A secretária afirmou que houve “clara” violação da empresa ao Código de Defesa do Consumidor, uma vez que a ITA não teria disponibilizado canais de comunicação adequados aos seus clientes na crise. “A empresa já está sendo processada oficialmente pela Senacon. No momento que a empresa tinha que ampliar os canais de comunicação, ela deixou um e-mail. A companhia colocou os consumidores numa situação de hipervulnerabilidade”, disse.
Nesta terça-feira, 21, a Senacon cobrou esclarecimentos da Itapemirim e abriu um novo processo administrativo. A companhia teria de explicar até a meia noite de ontem o ocorrido na semana passada. Além disso, o órgão determinou a apresentação de um plano de atendimento aos consumidores afetados pelo fim de sua operação.
Ao final do processo, o órgão poderá aplicar uma multa que pode totalizar R$ 11 milhões à Itapemirim. O valor não é convertido para os consumidores lesados, mas direcionado ao Fundo de Defesa dos Direitos Difusos (FDD). A multa não exclui eventuais reparações individuais, que podem ser buscadas por outros consumidores em Procons e no Judiciário, além de eventuais sanções a serem aplicadas pela Anac.
ITA sempre teve índices de resolução de conflitos abaixo dos concorrentes
De acordo com dados da Senacon, o índice de resolução de conflitos entre a ITA e os consumidores sempre esteve abaixo das outras companhias aéreas, desde julho, quando a empresa se cadastrou na plataforma de resolução de litígios com passageiros. Isso, segundo a secretária Juliana Domingues, sempre preocupou o órgão.
A Senacon identificou que o índice de reclamações solucionadas da Itapemirim atingiu 59,17%, abaixo da Azul, que soluciona 92% das reclamações, 79% da Gol e 75% da Latam.
Além disso, o índice de satisfação dos clientes para com a companhia também era o mais baixo: medido de 1 (nota mais baixa) a 5 (mais alta), a Itapemirim era classificada como nota 2, frente a 4,3 da Azul, 3,3 da Gol e 2,9 da Latam.
“Desde o início da operação, os índices não eram satisfatórios, já que as concorrentes sempre estiveram na média dos 80%. Estávamos preocupados”, contou Juliana Domingues, ao informar que, devido aos baixos índices, a Senacon já havia instaurado um processo administrativo contra a empresa.
Segundo o órgão, as maiores reclamações dos clientes em relação à ITA, neste período, estavam relacionadas a cancelamento de voos, dificuldade e atraso na devolução de valores pagos, além de cancelamento indevido de passagens. “Houve um descaso muito grande com os consumidores”, considerou Juliana Domingues.
A secretária avalia que o ocorrido com a Itapemirim não é, necessariamente, um sinal de que não será possível que uma quarta companhia aérea ingresse no mercado brasileiro no curto, médio ou longo prazo.
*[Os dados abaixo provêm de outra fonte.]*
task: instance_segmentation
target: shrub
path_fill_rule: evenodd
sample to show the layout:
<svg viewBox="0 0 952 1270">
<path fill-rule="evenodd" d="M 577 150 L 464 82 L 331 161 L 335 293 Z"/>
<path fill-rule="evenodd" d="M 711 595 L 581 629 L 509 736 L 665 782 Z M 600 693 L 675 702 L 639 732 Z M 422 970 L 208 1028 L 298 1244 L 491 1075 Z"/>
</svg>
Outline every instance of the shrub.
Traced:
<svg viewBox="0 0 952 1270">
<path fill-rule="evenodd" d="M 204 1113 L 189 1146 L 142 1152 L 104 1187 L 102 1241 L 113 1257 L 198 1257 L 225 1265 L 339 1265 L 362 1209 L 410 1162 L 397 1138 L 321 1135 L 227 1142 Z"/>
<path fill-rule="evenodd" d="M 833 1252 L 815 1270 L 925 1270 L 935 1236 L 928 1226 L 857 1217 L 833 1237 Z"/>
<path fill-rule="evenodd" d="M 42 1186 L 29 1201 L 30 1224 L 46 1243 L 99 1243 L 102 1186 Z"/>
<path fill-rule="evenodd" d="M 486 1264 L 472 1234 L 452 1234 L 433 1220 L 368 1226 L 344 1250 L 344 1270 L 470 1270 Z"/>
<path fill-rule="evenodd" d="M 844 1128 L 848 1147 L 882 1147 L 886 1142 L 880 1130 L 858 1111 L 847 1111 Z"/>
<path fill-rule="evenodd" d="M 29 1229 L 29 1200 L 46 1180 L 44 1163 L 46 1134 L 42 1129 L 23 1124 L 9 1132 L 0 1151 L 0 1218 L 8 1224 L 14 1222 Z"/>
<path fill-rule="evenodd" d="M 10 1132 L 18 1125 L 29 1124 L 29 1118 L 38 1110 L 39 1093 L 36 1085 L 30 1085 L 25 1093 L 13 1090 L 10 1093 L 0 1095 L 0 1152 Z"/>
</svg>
Segundo ela, isso será facilitado quando o governo finalizar a implantação de mudanças regulatórias no setor. Do ponto de vista concorrencial, Domingues avalia que o mercado é marcado por barreiras à entrada e, atualmente, enfrenta problemas econômicos decorrentes da pandemia da covid-19 somados à alta do dólar.
Por outro lado, a secretária reconhece que a falta de concorrência, por vezes, ocasiona em serviço ruim prestado ao consumidor, como no caso da ITA. “Mercados mais competitivos têm menos problemas. E já que apenas três empresas operam no Brasil, isso traz uma série de externalidades negativas para o consumidor.”